I note that he specifies "The soldiers of Petrograd". Can we take it that those at the front felt the same way?
Probably. I was surprised to learn that as late as the Constituent Assembly elections--i.e., *after* not only the disastrous summer offensive and the Kornilov affair but the October insurrection as well--the soldiers at the front were not unanimous in their preference for the Bolsheviks, even though they were the only party offering any real hope for peace. Rather, it depended on the front:
"The voting at the front and in the navy seems to have been determined by one circumstance alone — the extent to which Bolshevik agitation had been carried on among the rank and file. If the district were remote from the metropolitan centers, and specifically from the influence of the Petrograd Soviet and the Bolshevik party organization, the SR's carried the day, and the farther removed the district was, the greater their degree of success; but on the Northern and Western Fronts the old-line agrarian appeal of the PSR had been overbalanced by intensive propaganda in favor of immediate peace and immediate seizure of the estates, so that here the SR's sustained a crushing defeat and Lenin's party won a great victory.35 The contrast is seen in the accompanying tabulation.

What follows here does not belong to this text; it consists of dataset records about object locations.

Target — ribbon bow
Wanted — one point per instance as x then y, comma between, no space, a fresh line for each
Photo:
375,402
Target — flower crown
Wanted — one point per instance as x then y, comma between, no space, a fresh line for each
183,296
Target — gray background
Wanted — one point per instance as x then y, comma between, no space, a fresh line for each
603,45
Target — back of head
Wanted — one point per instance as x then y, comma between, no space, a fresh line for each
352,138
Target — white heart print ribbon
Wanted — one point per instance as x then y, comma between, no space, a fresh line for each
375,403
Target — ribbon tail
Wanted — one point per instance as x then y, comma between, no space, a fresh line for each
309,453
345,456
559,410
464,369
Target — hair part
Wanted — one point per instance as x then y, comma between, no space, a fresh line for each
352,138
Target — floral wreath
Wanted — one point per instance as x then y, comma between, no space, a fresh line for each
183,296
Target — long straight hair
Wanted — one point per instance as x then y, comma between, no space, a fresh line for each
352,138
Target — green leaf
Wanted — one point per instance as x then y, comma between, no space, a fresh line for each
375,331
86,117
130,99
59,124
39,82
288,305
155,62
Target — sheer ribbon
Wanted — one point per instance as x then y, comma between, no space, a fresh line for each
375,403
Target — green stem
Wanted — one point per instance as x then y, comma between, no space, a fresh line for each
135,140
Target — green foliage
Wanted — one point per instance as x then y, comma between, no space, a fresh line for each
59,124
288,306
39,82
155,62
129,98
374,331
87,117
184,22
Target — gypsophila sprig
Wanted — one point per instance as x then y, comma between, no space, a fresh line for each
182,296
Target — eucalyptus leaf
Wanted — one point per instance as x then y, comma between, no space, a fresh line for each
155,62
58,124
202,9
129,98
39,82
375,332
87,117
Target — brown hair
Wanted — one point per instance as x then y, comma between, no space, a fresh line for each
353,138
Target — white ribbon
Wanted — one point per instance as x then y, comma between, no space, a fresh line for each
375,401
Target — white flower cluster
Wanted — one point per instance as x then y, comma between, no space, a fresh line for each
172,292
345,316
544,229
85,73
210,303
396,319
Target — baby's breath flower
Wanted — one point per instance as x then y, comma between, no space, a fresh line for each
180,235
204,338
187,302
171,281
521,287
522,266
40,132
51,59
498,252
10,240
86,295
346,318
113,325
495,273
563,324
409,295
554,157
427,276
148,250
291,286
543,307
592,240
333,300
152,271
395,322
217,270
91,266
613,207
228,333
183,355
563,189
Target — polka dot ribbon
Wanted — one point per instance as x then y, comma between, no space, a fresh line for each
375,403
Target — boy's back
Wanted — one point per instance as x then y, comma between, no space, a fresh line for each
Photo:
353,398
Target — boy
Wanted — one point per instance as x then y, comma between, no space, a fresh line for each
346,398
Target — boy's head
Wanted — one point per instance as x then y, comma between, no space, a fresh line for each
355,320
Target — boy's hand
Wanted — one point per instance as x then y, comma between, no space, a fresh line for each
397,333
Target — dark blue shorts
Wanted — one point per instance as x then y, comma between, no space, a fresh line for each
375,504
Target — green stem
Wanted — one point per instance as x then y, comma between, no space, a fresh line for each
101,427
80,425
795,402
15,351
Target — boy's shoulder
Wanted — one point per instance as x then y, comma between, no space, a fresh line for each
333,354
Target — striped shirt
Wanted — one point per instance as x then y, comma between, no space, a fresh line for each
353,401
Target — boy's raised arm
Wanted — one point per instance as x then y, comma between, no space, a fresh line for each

Western Front Roumanian Front
SR 180,582 679,471
Bolshevik 653,430 167,000
Constitutional Democrat 16,750 21,438
Menshevik 8,000 33,858
Ukrainian Socialist Bloc 85,062 180,576
Residue 32,176 46,257
Total 976,000 1,128,600
The observer can only wonder whether the Roumanian Front would have differed from the Western had it not been more insulated against the Bolshevik contagion. Certainly the facts point in that direction. Between the two fronts lay the Southwestern, and here the SR's were already stronger than their rivals, though only by a ratio of 4:3. On the other hand, the Caucasian Front was even more remote than the Roumanian, and it was precisely here that the SR's displayed their greatest strength, electing five deputies against one for the Bolsheviks on the basis of incomplete returns. The explanation of their success is simple: the SR leadership of the soldiers' soviets, strongly in favor of national defense, had used its authority to throttle Bolshevik agitation on the front, even denying to that party representation on electoral information committees, and had gotten away with its one-sided policy because of remoteness from the hearth of revolution. Thus the strength of Bolshevism steadily wanes as the influence of the metropolitan centers recedes. Not only the SR's but also the Mensheviks were helped by distance: thus on the Western Front Menshevism was already virtually extinct by the time of the election, whereas on the Roumanian Front it still retained a following, albeit a modest one. The figures presented above show that Constitutional Democracy had no appeal for the rank and file of the troops--few besides the officers could have chosen its list. On the other hand, the figures reveal that the Ukrainian movement had achieved a not inconsiderable following at the front, where leaders like Simon Petliura, deputy from the Roumanian Front, bore the standard ostensibly of Ukrainian socialism, but actually of Ukrainian nationalism." Oliver H. Radkey, *Russia Goes to the Polls: The Election to the All-Russian Constituent Assembly, 1917,* pp.38-39
If as late as November 1917 ''defensist" parties could still get majorities on the Southwestern, Romanian, and Caucasian fronts, one has to assume they had overwhelming support there in March. The Northern and Western Fronts are therefore the key, but it is unlikely that they would turn against the war until the garrisons and soviets in places like Petrograd became radicalized and centers of anti-war and pro-Bolshevik agitation which were then transmitted to the fronts.